Course à la direction du PQ

Le Parti québécois est le grand gagnant de ce premier débat

«Une impressionnante machine politique»

Éditorial

Les journaux ne l’ont évidemment que peu signalé mais le grand vainqueur du premier débat de la course à la direction du Parti québécois, mercredi le 11 mars à Trois-Rivières, fut nul autre que le Parti québécois lui-même.

La richesse du contenu de cette joute à cinq fut exceptionnelle et redonnera certes le goût à nombre de désabusés du parti de René Lévesque de reprendre du service et de s’engager dans la lutte pour l’indépendance du Québec. Voilà un premier constat, guère relayé par les médias qui ont préféré, dans une atonie intellectuelle déplorable, ne s’en tenir qu’aux étincelles et aux rares épisodes conflictuels – tout à fait normaux dans un débat politique, rappelons-le - de cette rencontre mémorable. Ils ont eu ce besoin obsessif d’identifier des gagnants et des perdants alors qu’à mon sens tous les candidats, avec les nuances qui s’imposent bien sûr, sont sortis grandis de cette confrontation. Ainsi en est-il, je le répète, du Parti québécois.

C’est l’ancien ministre Yves-François Blanchet qui a le mieux résumé la portée de cette soirée : «Quoi qu’on dise, le Parti québécois est encore une impressionnante machine politique. Il y a eu des échanges d’idées de haut niveau.»

La morosité du discours qui avait caractérisé la dernière campagne électorale n’est plus. Les Pierre Karl Péladeau, Bernard Drainville, Martine Ouellet, Pierre Céré et Alexandre Cloutier nous ont réservé ce soir-là de solides envolées sur l’incontournable nécessité de faire du Québec un pays pour se délester du poids accablant d’une fédération canadienne qui ne se soucie guère de notre existence, de nos besoins économiques et même de notre survivance et qui travaille inlassablement à la destruction de notre nation.

Ils ont tous mis au cœur de leur action politique ce projet salutaire, mettant au rancart la «bonne gouvernance» et autres balivernes ne servant qu’à camoufler une longue litanie de peurs ataviques et improductives.
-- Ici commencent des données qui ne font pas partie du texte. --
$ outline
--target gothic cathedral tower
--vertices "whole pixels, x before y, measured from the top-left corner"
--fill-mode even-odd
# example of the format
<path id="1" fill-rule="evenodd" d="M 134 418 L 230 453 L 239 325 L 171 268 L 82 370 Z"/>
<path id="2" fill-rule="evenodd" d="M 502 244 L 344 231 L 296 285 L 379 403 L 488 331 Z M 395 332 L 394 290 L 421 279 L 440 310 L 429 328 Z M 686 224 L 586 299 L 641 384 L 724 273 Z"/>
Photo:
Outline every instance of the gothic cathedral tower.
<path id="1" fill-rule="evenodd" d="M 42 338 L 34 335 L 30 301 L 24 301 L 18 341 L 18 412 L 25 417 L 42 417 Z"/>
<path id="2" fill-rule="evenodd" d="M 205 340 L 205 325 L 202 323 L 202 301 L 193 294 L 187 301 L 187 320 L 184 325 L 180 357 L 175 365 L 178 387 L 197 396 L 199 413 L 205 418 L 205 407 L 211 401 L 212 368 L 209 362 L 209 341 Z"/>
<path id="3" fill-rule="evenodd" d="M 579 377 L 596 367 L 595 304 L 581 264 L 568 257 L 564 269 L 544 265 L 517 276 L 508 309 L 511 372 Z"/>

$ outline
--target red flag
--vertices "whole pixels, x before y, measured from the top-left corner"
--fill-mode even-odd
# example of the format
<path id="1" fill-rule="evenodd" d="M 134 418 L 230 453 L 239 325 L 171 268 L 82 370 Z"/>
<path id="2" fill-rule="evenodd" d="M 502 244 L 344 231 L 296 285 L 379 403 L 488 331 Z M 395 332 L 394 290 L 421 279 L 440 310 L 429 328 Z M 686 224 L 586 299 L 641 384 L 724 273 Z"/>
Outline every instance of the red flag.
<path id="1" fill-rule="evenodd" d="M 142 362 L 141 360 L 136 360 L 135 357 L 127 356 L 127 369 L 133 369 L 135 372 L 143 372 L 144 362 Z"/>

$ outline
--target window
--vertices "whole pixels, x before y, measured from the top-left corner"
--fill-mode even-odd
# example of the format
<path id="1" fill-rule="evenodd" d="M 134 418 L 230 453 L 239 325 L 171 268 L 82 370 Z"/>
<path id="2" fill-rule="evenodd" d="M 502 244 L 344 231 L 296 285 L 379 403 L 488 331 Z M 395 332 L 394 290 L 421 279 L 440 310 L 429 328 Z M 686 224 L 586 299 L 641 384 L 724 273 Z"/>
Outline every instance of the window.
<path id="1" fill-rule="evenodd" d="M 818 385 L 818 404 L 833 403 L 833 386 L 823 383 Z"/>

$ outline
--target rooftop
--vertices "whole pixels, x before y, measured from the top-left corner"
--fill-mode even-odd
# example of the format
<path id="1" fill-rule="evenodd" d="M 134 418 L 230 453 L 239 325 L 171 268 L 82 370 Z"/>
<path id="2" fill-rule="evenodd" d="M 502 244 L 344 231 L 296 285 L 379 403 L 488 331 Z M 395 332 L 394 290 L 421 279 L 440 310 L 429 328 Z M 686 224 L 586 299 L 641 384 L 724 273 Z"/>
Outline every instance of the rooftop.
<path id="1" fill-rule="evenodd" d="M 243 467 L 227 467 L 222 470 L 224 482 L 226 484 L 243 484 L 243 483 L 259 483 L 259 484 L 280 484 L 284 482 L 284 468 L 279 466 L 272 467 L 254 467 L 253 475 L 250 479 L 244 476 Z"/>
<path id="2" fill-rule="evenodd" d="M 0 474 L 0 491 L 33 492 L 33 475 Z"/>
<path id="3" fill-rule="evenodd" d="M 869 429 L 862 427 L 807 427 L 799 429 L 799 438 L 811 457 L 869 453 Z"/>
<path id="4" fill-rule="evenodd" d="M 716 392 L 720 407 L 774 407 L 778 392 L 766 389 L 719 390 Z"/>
C’est dans une prise sur le réel que se dessine leur action. C’est dans l’agir que s’élabore leur praxis politique (pour employer ce terme cher à Pierre Céré). On ne rêve plus d’indépendance, on la fait! Pour cette nouvelle garde du PQ – recrutée, faut-il le rappeler, par Pauline Marois - il est hors de question de tomber dans cette erreur de perspective ontologique qui consiste à «refuser de disposer des moyens de se déterminer soi-même et confier à autrui son destin (1)».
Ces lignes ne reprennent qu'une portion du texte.